Our tour manager, Harry Gray, was really good, as was the driver, Dennis. Other guides along the way were good as well. Dennis kept the bus clean and comfortable. The hotel accommodations were good, but not great. The food provided as part of the tour was good. We visited a large number of important places and saw enough castles to do us the rest of our lives. In fact, the tour kept us so busy that there was hardly time to rest at night before sleeping. We only stayed in two hotels for more than one night, meaning our luggage would have to be outside the room at 7 AM every day but two, in order for us to leave at 8 AM — a little too frantic for us. There were a few acceptable snafus, like the out-of-date Toot Bus tickets. But the tardiness of the pick-up driver from the airport to the hotel, and the total failure of our pick-up from the hotel to the airport to catch our plane home were unacceptable, causing unwanted and unnecessary stress. Neither of us have a desire to do a bus trip again, and we wouldn’t use CIE Tours again, either. We’ll stick to river and ocean cruises for international travel, and auto and RV trips for domestic travel.

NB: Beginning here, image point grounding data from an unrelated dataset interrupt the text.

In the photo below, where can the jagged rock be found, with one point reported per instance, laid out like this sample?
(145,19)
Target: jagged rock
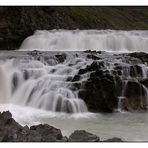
(115,139)
(99,90)
(11,131)
(83,136)
(135,97)
(60,58)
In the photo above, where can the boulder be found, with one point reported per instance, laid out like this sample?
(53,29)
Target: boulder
(115,139)
(83,136)
(11,131)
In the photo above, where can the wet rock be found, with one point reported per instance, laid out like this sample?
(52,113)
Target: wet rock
(140,55)
(76,78)
(115,139)
(135,97)
(98,91)
(60,58)
(83,136)
(11,131)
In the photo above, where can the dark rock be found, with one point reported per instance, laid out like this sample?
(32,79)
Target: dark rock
(140,55)
(11,131)
(61,58)
(113,140)
(136,98)
(98,91)
(83,136)
(76,78)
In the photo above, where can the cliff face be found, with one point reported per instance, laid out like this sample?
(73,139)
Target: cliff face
(16,23)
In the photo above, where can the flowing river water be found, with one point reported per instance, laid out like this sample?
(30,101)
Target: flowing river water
(36,91)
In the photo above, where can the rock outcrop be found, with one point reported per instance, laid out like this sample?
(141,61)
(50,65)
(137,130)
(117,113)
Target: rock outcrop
(11,131)
(83,136)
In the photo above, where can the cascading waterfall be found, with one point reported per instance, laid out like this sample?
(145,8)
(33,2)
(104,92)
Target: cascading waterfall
(41,85)
(43,82)
(107,40)
(133,74)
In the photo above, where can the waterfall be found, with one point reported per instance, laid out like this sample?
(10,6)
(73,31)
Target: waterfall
(107,40)
(132,86)
(28,82)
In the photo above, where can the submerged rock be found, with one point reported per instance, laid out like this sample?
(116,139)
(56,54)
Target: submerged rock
(11,131)
(115,139)
(83,136)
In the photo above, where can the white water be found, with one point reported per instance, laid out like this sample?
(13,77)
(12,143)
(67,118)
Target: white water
(104,40)
(33,83)
(34,100)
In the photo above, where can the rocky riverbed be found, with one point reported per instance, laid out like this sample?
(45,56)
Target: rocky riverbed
(11,131)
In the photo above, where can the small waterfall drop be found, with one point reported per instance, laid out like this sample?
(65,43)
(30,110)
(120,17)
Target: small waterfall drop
(106,40)
(28,82)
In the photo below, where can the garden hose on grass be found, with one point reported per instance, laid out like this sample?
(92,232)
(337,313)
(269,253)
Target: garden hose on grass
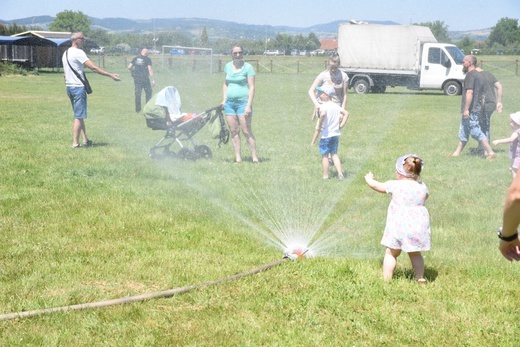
(142,297)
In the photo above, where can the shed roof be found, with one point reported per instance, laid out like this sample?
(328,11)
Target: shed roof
(32,41)
(46,34)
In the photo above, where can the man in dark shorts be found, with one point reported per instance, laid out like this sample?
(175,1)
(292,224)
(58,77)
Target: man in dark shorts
(142,72)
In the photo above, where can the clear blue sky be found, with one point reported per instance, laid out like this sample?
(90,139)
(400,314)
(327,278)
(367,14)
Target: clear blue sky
(457,14)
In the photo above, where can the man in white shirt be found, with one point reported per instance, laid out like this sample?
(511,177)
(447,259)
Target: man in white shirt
(75,58)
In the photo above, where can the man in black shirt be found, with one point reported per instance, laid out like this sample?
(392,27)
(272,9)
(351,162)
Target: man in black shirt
(142,72)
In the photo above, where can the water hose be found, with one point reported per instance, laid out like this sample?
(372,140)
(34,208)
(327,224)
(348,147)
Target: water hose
(136,298)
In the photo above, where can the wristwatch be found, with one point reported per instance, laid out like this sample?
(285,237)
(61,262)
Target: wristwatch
(507,238)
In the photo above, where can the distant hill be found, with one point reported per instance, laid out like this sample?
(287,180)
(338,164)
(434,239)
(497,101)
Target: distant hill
(217,28)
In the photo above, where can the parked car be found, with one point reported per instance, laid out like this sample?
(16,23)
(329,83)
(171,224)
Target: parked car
(317,52)
(275,52)
(98,50)
(177,51)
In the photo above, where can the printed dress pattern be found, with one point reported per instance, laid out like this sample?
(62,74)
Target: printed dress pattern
(408,221)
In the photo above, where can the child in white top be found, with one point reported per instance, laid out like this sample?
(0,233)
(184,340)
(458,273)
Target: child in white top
(407,222)
(514,140)
(332,118)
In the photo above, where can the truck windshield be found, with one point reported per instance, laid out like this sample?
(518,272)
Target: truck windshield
(456,54)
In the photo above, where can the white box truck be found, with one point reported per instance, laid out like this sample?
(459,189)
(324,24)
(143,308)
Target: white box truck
(380,56)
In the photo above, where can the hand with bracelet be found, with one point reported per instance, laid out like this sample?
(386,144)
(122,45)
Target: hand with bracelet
(509,244)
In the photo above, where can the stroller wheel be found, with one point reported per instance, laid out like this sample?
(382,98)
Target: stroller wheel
(169,154)
(203,151)
(187,154)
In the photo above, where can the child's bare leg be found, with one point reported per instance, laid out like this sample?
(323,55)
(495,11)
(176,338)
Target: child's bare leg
(337,164)
(390,262)
(459,149)
(325,164)
(487,148)
(417,264)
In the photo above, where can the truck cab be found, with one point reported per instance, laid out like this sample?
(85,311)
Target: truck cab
(441,65)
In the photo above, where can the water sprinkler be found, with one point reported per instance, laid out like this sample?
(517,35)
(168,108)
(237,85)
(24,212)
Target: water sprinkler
(295,253)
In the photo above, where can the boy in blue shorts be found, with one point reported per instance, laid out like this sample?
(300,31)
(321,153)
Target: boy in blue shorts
(332,118)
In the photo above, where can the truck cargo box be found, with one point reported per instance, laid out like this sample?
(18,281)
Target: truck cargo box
(394,48)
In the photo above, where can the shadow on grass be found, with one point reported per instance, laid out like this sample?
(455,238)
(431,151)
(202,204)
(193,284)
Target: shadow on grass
(429,274)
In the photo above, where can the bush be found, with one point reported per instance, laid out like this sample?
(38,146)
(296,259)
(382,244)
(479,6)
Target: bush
(8,68)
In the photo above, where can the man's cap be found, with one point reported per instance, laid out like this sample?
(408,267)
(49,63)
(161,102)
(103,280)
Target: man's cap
(515,117)
(327,89)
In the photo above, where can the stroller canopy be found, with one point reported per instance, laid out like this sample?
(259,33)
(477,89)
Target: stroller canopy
(167,99)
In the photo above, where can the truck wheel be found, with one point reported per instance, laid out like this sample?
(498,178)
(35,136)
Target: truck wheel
(361,86)
(378,89)
(452,88)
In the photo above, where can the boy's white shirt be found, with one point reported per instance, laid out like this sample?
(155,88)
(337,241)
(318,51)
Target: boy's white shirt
(332,119)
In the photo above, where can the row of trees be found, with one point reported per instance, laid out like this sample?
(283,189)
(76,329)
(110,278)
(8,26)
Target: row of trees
(504,37)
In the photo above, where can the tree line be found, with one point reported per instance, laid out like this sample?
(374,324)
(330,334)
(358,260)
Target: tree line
(503,39)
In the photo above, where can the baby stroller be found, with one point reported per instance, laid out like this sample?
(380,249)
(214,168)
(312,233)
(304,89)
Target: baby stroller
(163,112)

There were many positive things about the UK. The people were genuine, friendly, and helpful. It is a “proper” society, and certainly not flamboyant like some places in the US. Dress was informal and casual, and there were no provocative pants, shorts, tops, etc. The food was good, and I liked the baked beans for breakfast every morning, though Kay did not. The “fried” eggs were from free range chickens, the sausages were less fat than we’re used to, and there is little to no artificial sweeteners available. We both liked the cream tea (tea with scones, jam, and butter cream); in fact we drank hot tea several times a day, but didn’t drink any diet sodas. The fish and chips were good, but we tired of them. We ate sufficiently that snacking was not necessary. We both liked the Guinness draft beer by the pint, and the gin and tonics were good as well. Surprisingly, Beefeaters gin was not available most places, while Bombay Sapphire seemed to be the preferred gin. We saw few obese people, perhaps because people in the UK seemed to walk everywhere. Prices were reasonable, though it did take some getting used to the pound sterling currency. Cash WAS NOT accepted in quite a few places. Credit cards were scanned by the user; we liked that.

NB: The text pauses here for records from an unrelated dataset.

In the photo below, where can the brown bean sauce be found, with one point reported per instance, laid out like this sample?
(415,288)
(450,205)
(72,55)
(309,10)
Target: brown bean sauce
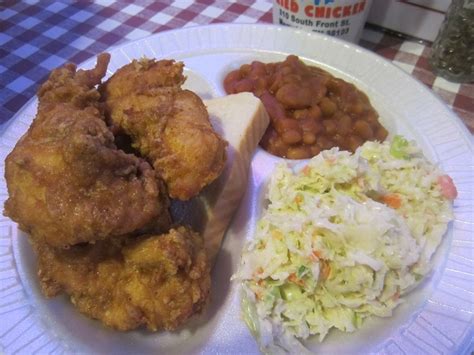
(310,110)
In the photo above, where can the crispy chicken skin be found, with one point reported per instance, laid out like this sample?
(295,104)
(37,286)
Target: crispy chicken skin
(169,126)
(152,281)
(67,182)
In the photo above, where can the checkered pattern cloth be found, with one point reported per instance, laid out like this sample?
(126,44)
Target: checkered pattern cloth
(37,36)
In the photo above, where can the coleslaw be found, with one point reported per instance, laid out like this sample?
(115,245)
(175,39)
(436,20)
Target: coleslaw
(342,239)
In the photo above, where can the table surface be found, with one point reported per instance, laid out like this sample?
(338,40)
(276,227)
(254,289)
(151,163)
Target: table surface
(38,36)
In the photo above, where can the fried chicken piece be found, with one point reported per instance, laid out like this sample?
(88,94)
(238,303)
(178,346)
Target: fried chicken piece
(153,281)
(67,182)
(169,126)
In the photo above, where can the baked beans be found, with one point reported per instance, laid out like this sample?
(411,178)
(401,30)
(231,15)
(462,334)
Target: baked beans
(310,110)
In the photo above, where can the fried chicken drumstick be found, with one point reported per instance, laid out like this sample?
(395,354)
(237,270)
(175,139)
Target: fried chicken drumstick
(169,126)
(67,182)
(152,281)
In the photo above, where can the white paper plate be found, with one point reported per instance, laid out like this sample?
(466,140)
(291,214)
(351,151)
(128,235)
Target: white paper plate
(437,317)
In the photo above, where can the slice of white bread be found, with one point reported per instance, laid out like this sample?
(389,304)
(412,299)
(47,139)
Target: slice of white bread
(240,119)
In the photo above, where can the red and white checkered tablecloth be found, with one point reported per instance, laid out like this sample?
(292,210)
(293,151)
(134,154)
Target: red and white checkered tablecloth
(37,36)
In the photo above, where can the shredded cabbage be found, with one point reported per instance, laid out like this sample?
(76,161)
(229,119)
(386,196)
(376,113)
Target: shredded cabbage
(342,239)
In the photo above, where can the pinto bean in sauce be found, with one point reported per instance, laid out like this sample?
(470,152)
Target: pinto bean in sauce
(310,110)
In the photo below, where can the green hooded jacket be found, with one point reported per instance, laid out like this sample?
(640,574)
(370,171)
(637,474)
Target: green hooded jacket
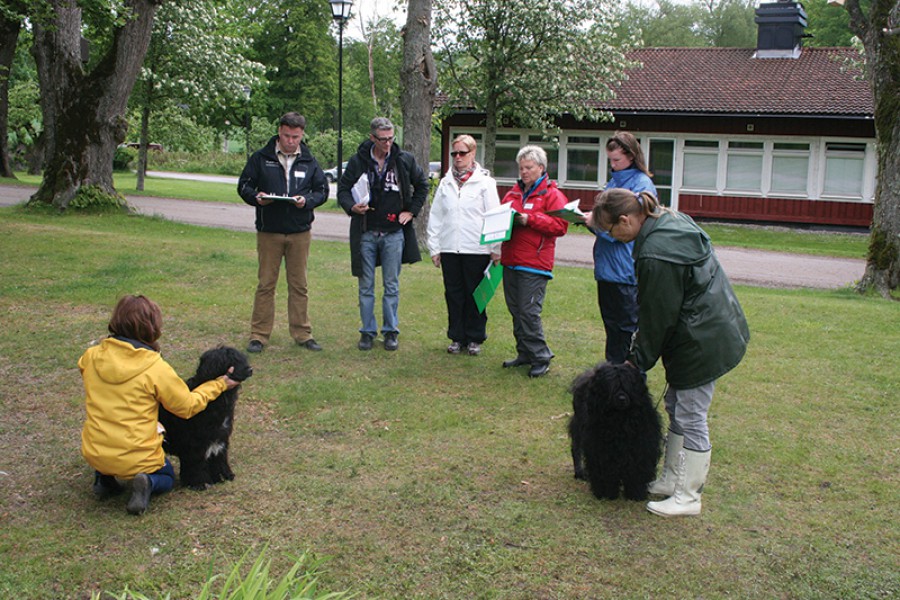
(689,315)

On the negative side was the pollen; nearly everyone in our group coughed, sneezed, and gagged the whole time due to pollen; we did not expect that.
Our flights to and from the UK were on time. Before we flew home, the US required us to have a negative COVID test the day before traveling. That proved to be fairly easy as the English pharmacy accommodated us efficiently. On the flight over, the seat space was tight, especially for a big man like me. In fact, seat space seems to get smaller each time we fly, with little room to move. The flight home was definitely better than the flight over, perhaps to the quality and timeliness of their feeding us, and the fact that we were flight east to west. And, it seemed that the seats had a bit more room. The last few times we’ve flown internationally we ask ourselves afterward how much longer we can continue. We definitely think it’s time to upgrade seats for long flights should we take any more.
And lastly, thank you Dan for picking us up at the Little Rock airport at 9:30 PM. We are very grateful.